Integration of Ansys in Introductory Additive Manufacturing Course

Flow chart of additive manufacturing process
Project Team:  Kazuhiro Saitou, Kira Barton, Daniel Cooper, and Chinedum Okwudire (Mechanical Engineering), and Emmanuelle Marquis (Material Science and Engineering)
The goal of this project is to enhance the awareness and understanding of additive manufacturing from two different perspectives: as an alternative manufacturing process and as a key driver for digital smart manufacturing. Special emphasis will be placed on the benefit and limitation for additive manufacturing as compared to other manufacturing processes, and the hands-on experiences of the modern CAE tools that enable digital smart manufacturing.
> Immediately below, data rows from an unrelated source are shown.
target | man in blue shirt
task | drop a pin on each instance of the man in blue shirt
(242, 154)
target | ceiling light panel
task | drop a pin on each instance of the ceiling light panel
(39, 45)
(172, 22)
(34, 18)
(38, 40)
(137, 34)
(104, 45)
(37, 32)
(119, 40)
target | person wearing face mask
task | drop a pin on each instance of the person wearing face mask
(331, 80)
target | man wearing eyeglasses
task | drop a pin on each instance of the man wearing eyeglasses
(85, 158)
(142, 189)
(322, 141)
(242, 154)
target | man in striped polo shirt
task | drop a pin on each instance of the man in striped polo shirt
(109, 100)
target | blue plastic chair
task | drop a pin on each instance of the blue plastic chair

Integration of Real-Time Interactive Simulation into Fundamental Mechanics Courses

Cross section of "I" shaped block in simulation tool
Project Team: Wei Lu and Andrew Kim (Mechanical Engineering)
This project will integrate real-time interactive simulation into fundamental mechanics courses  both in classroom teaching and broadly the office hours and homework assignments  by leveraging Ansys. A major challenge for students is understanding fundamental mechanics concepts, building up the intuition to understand the interaction among objects and deformation, and correlating the mechanical force, material properties, and deformations.

Using Ansys Heat and Fluid Flow Simulation Software for ME 335 (Heat Transfer) Core Course

Radial Velocity and Temperature Distributions and Average Velocity and Temperature in an impermeable wall Tube
Project Team:  Massoud Kaviany and J. Ferreria (Mechanical Engineering)
Traditional undergraduate core Mechanical Engineering courses such as ME 335 (Heat Transfer) rely heavily on the use of calculus and closed-form solutions and use of the MATLAB to solve and graph results. What is missing is modeling more realistic geometries with time dependence, and effective display of the two- and three-dimensional results with the simulation software. This project will use Ansys Heat and Fluid Flow Software (FLUENT) to provide valuable experience and skills to students and equip them with knowledge of the software they can use with later work.